Id be willing to barter as well


----------



## Guest (Mar 19, 2008)

*web site building....*



			
				Tabitha said:
			
		

> There are lots of click & build websites out there you can build in just a few hours. They are simple to build like listing on etsy.



I use Homestead..and I was up and running in less than three hours. You can even link to Paypal......


----------



## MakeArtNotWar (Apr 7, 2008)

I use Dreamweaver and will offer any help I can when you decide what you want to do.


----------



## IanT (Apr 7, 2008)

I am so lost on dreamweaver...  :?


----------



## MakeArtNotWar (Apr 7, 2008)

Really?
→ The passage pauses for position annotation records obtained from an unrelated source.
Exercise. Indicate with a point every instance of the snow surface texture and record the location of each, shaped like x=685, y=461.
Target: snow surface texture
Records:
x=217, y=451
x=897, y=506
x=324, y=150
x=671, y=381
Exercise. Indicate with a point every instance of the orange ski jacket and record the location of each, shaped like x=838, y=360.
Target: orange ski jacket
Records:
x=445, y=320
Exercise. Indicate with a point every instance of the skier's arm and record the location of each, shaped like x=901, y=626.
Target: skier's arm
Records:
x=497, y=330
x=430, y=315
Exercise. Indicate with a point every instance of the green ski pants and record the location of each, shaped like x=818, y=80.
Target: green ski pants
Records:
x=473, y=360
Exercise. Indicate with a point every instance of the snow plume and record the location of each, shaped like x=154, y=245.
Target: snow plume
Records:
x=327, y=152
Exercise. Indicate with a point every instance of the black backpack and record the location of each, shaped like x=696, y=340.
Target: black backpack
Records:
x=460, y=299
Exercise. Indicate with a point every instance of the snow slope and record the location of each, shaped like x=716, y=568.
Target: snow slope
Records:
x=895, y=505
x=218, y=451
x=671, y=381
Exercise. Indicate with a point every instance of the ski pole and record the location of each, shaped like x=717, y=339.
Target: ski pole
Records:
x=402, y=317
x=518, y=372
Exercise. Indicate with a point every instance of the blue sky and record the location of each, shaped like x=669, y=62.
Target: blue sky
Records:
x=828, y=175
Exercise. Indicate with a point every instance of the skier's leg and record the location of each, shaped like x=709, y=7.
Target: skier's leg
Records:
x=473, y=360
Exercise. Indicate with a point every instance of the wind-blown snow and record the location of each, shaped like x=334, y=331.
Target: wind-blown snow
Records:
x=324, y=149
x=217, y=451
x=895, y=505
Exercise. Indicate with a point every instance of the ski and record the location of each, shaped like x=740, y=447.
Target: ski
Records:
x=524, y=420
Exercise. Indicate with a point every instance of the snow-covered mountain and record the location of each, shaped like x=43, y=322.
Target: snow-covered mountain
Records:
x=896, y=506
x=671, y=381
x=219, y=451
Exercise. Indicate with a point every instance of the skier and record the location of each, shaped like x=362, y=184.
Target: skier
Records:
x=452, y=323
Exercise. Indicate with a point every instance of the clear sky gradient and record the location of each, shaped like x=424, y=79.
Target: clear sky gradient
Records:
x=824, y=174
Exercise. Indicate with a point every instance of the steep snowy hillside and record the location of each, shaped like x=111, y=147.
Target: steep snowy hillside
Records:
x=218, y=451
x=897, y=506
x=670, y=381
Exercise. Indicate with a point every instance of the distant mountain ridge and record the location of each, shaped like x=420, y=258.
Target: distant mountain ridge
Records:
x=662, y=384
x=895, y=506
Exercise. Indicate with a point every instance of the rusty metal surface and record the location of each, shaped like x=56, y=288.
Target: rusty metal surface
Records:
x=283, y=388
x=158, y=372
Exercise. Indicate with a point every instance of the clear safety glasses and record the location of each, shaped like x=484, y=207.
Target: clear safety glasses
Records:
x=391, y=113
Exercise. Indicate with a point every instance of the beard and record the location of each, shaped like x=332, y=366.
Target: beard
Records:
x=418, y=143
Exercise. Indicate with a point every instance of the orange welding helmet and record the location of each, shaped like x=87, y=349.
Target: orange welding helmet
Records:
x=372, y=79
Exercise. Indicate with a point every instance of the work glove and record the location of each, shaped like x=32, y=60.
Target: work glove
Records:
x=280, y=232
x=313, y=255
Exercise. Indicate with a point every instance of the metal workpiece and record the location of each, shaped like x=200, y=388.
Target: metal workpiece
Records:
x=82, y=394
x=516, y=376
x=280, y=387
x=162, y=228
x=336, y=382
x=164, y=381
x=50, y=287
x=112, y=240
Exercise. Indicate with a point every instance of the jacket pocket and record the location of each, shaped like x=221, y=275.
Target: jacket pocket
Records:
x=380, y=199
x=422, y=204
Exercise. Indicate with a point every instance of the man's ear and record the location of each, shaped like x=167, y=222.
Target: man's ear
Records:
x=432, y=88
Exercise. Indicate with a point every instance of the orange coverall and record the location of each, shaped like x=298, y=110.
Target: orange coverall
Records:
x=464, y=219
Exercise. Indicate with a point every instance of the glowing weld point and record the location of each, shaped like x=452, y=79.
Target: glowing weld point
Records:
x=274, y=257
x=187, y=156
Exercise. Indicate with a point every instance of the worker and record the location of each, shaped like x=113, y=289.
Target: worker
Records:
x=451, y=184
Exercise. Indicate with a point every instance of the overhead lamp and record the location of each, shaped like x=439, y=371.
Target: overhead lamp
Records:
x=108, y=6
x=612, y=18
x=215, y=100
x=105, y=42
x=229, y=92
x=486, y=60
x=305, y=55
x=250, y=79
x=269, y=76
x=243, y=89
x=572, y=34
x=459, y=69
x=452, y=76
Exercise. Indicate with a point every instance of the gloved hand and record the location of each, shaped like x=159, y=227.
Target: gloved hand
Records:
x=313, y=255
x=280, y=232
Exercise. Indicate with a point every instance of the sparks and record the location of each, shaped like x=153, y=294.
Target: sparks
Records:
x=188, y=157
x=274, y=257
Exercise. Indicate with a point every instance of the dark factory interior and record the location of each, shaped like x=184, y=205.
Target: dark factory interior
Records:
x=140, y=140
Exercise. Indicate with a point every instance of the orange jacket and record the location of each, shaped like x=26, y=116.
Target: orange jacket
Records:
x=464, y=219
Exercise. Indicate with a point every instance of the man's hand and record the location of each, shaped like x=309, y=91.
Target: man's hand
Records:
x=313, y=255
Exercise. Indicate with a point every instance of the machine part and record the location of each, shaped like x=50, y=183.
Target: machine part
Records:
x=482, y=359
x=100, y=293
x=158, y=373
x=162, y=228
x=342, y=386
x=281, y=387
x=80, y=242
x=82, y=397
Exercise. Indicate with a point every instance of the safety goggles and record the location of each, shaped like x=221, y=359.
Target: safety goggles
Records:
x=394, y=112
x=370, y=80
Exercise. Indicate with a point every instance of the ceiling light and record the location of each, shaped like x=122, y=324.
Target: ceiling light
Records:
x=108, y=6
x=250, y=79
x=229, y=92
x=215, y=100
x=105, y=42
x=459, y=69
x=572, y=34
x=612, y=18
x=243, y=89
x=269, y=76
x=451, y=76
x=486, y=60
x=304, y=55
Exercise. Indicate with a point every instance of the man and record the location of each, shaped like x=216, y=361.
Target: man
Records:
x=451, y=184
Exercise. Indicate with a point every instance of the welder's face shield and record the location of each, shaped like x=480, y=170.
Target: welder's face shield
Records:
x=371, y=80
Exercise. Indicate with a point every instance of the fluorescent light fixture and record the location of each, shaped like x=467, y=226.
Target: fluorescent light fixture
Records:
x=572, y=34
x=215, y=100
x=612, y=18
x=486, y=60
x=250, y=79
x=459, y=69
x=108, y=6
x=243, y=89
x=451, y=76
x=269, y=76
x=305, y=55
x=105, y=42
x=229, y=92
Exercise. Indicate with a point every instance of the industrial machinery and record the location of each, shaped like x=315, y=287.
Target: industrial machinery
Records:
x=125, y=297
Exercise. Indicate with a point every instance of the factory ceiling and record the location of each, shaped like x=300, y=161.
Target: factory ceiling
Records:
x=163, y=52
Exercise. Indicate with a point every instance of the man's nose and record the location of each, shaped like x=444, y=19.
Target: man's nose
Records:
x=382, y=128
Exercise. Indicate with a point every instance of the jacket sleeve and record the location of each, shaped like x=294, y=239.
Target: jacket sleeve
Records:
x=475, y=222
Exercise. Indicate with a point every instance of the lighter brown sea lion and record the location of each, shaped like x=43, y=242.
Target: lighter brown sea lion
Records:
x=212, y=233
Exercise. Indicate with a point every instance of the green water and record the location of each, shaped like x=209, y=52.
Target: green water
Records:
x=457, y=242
I find it to be the easiest program there is. I love it. If you're interested I can try to look up some of my stuff from my class. I took it online through my college so I have it all somewhere on my backup drive (which is so unorganized I should be ashamed, lol).


----------



## IanT (Apr 7, 2008)

that would be siiiiiiiick.... I think the whole XML thing freaked me out (and the fact i was using an unregistered version from limewire that I wasnt sure worked properly)...yeaaah......


lol


----------



## sunflwrgrl7 (Apr 8, 2008)

ooh, yeah, I like Dreamweaver too.  I used to be a Frontpage fan, until I tried Dreamweaver, and now I can barely tolerate Frontpage...


----------